A gradient can be thought of as the slope of a function. Basically, it measures the amount of change in the output function when the inputs are changed a little bit. It is an optimization algorithm used to find values of parameters of an activation function that minimizes the function.

Interviewer : What is the difference between stochastic gradient descent (SGD) and gradient descent ?

Gradient descent is an iterative method where the gradient is calculated precisely from all the data points. Where as in stochastic gradient descent, we consider only a single point in loss function and its derivative randomly. This is the only major difference between gradient descent and stochastic gradient descent.

Interviewer : What is KL divergence, how would you define its usecase in ML?
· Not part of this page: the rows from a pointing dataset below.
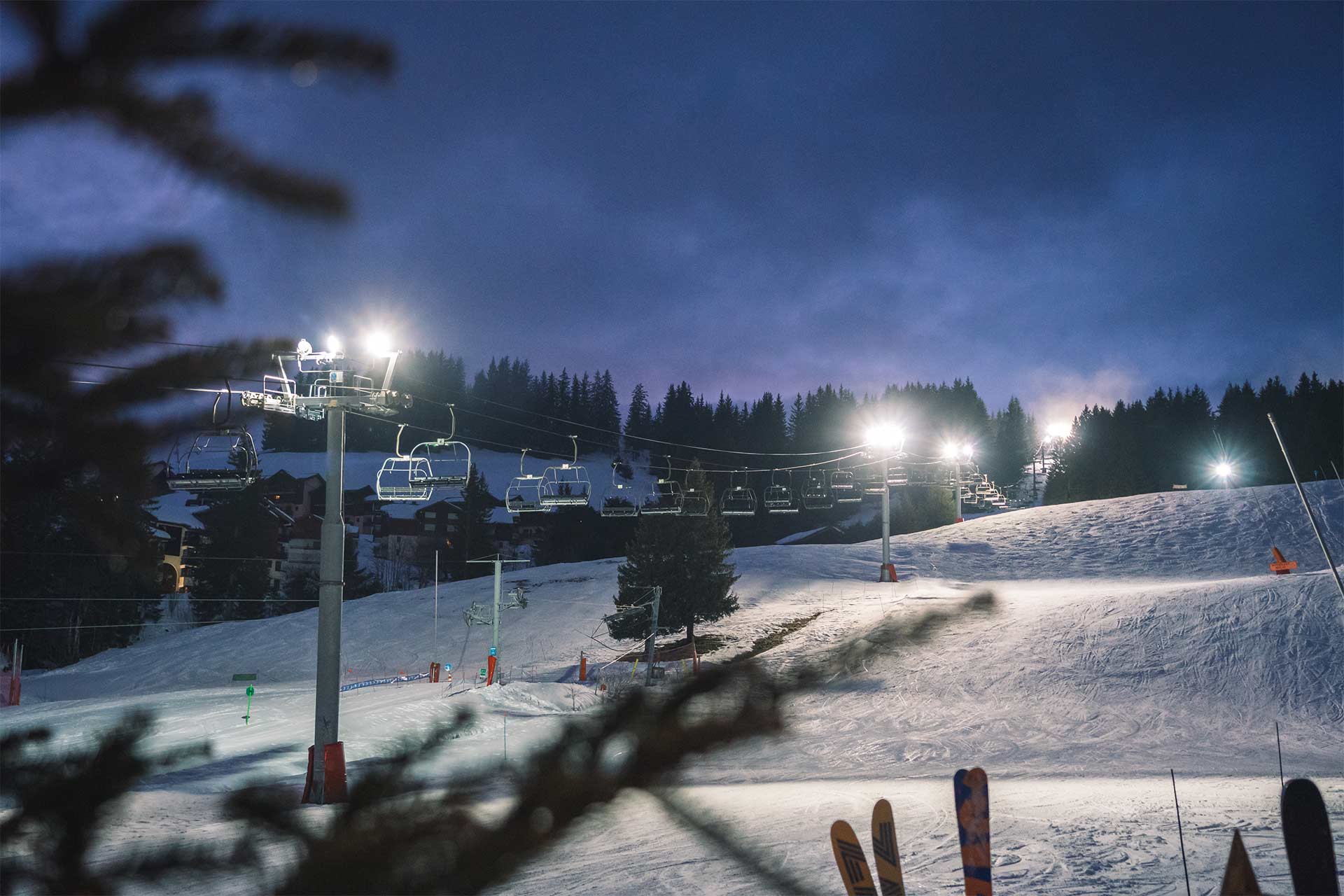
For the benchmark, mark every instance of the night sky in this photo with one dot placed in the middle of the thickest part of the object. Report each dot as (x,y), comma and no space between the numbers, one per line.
(1062,202)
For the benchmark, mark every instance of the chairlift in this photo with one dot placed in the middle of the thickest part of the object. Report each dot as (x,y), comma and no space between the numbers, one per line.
(695,503)
(403,477)
(524,493)
(664,498)
(226,457)
(897,475)
(620,500)
(816,492)
(778,498)
(568,484)
(738,500)
(844,486)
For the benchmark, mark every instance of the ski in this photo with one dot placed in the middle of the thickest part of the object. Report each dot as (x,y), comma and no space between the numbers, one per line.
(885,852)
(1307,837)
(971,790)
(854,867)
(1238,878)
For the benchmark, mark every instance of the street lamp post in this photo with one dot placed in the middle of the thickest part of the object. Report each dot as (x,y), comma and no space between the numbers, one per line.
(888,438)
(323,387)
(958,456)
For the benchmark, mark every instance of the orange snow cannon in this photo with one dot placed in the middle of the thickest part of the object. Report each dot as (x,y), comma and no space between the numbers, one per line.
(1280,566)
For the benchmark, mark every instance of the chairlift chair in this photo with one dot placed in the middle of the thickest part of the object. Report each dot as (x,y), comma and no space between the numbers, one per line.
(230,447)
(524,493)
(816,492)
(695,503)
(233,445)
(664,498)
(738,500)
(445,472)
(568,484)
(620,498)
(778,498)
(403,477)
(897,475)
(846,488)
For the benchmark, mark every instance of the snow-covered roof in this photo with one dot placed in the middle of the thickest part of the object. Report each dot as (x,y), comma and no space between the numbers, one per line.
(172,508)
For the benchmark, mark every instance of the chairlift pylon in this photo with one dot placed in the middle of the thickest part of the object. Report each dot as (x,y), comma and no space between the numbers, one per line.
(738,500)
(524,492)
(568,484)
(778,498)
(442,472)
(664,496)
(403,477)
(620,500)
(233,445)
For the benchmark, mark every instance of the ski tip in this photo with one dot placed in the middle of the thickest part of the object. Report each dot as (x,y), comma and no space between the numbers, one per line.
(976,774)
(1300,788)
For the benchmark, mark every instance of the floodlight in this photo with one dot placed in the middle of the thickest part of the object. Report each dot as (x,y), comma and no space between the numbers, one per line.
(379,344)
(886,435)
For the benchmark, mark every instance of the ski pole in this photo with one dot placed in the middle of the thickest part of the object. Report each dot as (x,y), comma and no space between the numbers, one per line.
(1180,834)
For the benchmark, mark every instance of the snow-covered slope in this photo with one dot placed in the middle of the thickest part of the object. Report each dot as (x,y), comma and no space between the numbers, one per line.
(1132,636)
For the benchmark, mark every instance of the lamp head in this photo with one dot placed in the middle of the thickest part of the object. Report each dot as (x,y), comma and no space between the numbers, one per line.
(886,435)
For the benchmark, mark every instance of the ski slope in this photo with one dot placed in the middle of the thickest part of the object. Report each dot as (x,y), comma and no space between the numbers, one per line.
(1132,636)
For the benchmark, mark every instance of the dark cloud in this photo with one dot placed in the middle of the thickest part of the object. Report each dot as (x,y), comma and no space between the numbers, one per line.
(1066,202)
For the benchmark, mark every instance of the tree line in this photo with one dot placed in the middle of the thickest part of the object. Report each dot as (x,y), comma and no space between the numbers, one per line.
(508,405)
(1176,438)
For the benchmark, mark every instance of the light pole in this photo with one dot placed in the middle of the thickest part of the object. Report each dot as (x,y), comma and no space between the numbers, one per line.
(958,454)
(323,387)
(886,438)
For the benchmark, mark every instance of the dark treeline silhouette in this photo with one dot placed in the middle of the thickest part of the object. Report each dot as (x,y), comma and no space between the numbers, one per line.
(1176,437)
(505,405)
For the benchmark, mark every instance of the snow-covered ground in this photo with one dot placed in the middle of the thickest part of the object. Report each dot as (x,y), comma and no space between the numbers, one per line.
(1132,637)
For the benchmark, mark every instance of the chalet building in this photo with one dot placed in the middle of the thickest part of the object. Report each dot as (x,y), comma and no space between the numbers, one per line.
(296,498)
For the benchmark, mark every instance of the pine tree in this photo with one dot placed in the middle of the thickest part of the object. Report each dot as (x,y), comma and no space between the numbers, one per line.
(638,419)
(687,556)
(475,532)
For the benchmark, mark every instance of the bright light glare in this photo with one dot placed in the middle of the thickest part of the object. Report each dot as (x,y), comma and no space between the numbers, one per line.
(379,344)
(886,435)
(953,451)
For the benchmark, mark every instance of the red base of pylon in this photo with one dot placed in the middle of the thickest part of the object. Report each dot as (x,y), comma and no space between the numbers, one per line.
(334,776)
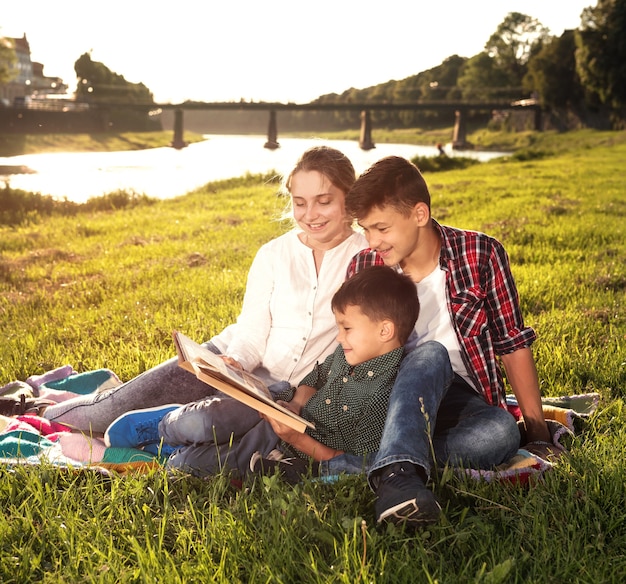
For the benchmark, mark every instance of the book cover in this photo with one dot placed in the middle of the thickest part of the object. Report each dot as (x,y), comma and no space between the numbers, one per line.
(241,385)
Kullback-Leibler (KL) Divergence measures how one probability distribution differs from another probability distribution. It is non-symmetric and an entropy based calculation. KL divergence is the expectation of the log difference between the probability of data in the original distribution with the approximating distribution and essentially tells us how many bits of information can be expected to be lost. It is also closely related to cross-entropy such that minimizing cross-entropy is the same as optimizing KL divergence. KL divergence is denoted by the formula:
D_KL(p||q) = ∑_i=1^N p(xi)⋅(log p(xi)−log q(xi))

Interviewer : Can you implement L1 regularization in any ML model of your choice?

from sklearn.svm import LinearSVC
from sklearn.datasets import load_iris
from sklearn.feature_selection import SelectFromModel
iris = load_iris()
X = iris.data
y = iris.target
 
lsvc = LinearSVC(C=0.01, penalty="l1", dual=False).fit(X, y)
model = SelectFromModel(lsvc, prefit=True)
 X_new = model.transform(X)

With this mock interview at OpenGenus, you must have a good experience of going through a Machine Learning interview.